Residents in tiny Heron Lake, Minn., were resistant in 2018 when the Minnesota Department of Transportation proposed three intersections restricting the ability to cross Hwy. 60.
The intersections limit points where vehicles could collide by forcing drivers on side roads to turn right, go a short distance down the road, make a U-turn through the median, then loop back to the intersection to continue their trip.
"They are counterintuitive," said Anne Wolff, a MnDOT public engagement coordinator in southern Minnesota. "Something different is hard."

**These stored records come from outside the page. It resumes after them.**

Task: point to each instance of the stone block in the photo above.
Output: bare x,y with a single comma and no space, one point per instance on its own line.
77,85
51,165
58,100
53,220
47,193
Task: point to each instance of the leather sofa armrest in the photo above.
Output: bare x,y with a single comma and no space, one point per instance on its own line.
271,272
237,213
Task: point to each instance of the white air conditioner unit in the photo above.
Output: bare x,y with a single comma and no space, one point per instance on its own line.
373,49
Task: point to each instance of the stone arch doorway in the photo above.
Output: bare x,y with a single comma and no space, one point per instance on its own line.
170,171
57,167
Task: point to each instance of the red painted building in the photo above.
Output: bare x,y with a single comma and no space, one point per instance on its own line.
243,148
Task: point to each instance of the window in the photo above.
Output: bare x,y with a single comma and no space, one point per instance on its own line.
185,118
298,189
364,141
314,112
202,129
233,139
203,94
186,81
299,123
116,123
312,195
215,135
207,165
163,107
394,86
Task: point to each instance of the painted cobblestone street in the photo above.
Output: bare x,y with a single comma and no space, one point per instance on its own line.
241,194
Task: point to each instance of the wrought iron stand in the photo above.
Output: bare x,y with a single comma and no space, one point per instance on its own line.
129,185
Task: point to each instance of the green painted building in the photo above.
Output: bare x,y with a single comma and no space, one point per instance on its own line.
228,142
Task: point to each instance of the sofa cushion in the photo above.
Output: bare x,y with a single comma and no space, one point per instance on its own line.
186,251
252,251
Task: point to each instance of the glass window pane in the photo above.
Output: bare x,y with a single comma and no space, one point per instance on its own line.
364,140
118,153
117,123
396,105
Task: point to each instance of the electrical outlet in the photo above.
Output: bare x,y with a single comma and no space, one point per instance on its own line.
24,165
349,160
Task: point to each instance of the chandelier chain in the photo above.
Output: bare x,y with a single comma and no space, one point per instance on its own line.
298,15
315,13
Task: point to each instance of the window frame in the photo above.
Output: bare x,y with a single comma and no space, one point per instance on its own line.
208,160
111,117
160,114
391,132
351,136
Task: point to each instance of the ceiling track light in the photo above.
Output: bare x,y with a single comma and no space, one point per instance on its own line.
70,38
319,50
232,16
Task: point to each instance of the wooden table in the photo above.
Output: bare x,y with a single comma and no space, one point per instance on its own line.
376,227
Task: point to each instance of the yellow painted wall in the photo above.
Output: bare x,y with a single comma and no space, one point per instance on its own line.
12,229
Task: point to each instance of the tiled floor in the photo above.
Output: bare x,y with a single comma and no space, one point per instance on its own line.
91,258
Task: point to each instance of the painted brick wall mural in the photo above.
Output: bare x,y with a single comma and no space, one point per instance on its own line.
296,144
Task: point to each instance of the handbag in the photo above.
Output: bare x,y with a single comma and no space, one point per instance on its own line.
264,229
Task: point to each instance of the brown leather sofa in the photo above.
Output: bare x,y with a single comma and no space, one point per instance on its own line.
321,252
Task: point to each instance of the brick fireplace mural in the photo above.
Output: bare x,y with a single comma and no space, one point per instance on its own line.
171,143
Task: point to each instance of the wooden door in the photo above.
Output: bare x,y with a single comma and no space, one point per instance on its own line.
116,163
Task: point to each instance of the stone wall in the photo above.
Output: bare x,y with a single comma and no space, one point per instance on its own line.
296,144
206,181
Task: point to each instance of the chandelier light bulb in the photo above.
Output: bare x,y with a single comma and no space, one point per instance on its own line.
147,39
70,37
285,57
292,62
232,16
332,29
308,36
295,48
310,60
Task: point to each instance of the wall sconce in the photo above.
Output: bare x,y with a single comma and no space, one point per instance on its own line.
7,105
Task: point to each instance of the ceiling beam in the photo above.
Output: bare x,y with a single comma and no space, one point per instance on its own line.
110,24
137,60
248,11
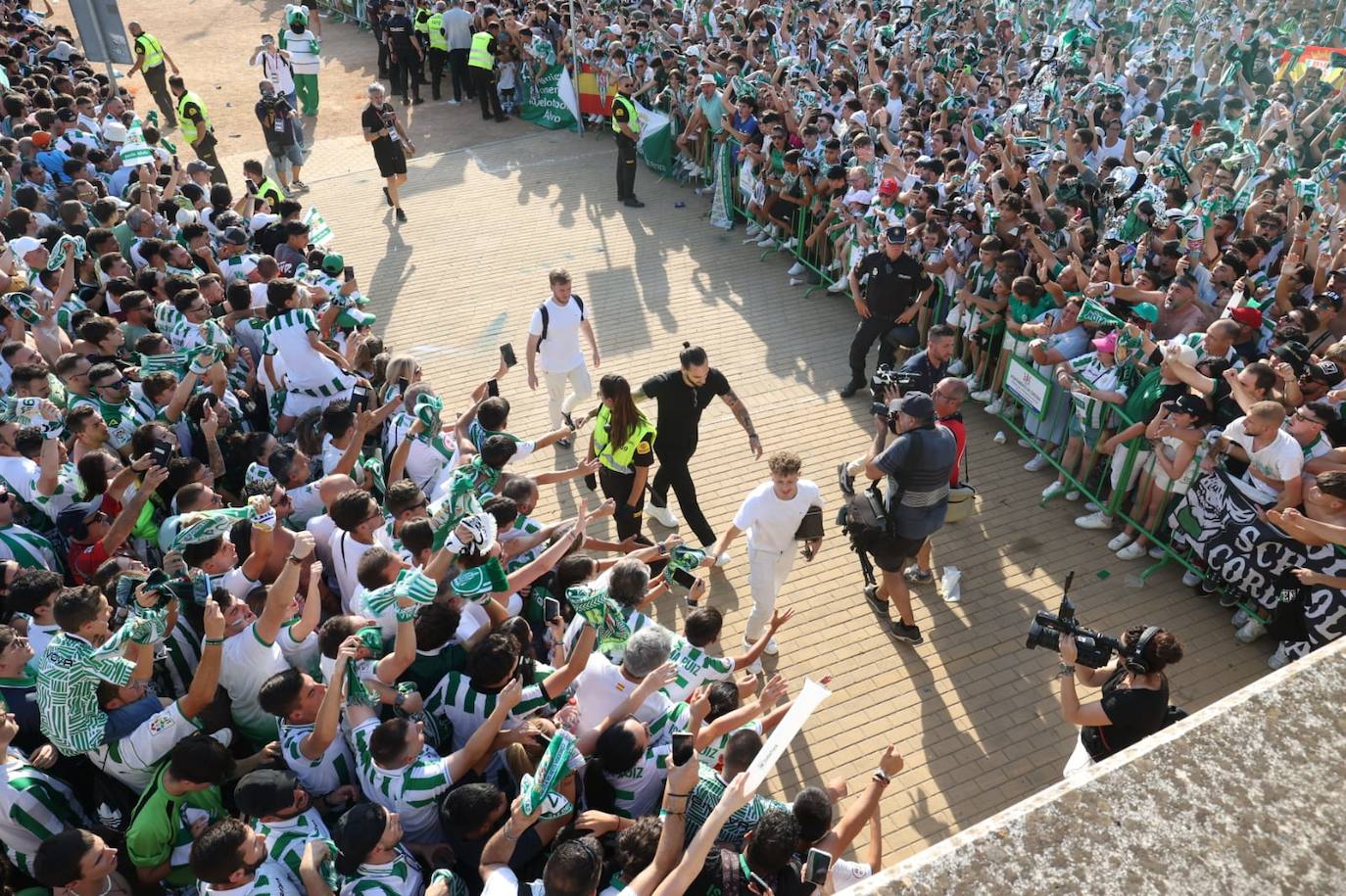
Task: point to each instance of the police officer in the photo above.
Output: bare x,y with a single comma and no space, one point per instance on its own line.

To sell the treatment known as a Restricted Crossing U-Turn Intersection, or J-Turn, the agency built a model. Residents at public meetings could guide a Matchbox-sized car through the design to break down the movements.
Then the agency did something unprecedented: After the intersections were built, MnDOT shut down the highway for a day and allowed residents to drive the intersections with their own vehicles before they officially opened.
"With the hands-on approach, it clicked," Wolff said. "They thought, 'This is not so bad.'"
Minnesota's first J-Turn intersection was built in 2009, and now more than 60 exist statewide with more planned. They have been credited with significantly reducing right-angle crashes resulting in serious injuries and deaths.
At Hwy. 60 and County Road 9 near Heron Lake, only one rear-end crash has occurred since the J-Turn went in. In the 10 years before it was built, the intersection saw 11 crashes resulting in three deaths. A majority were T-bone crashes, MnDOT data show.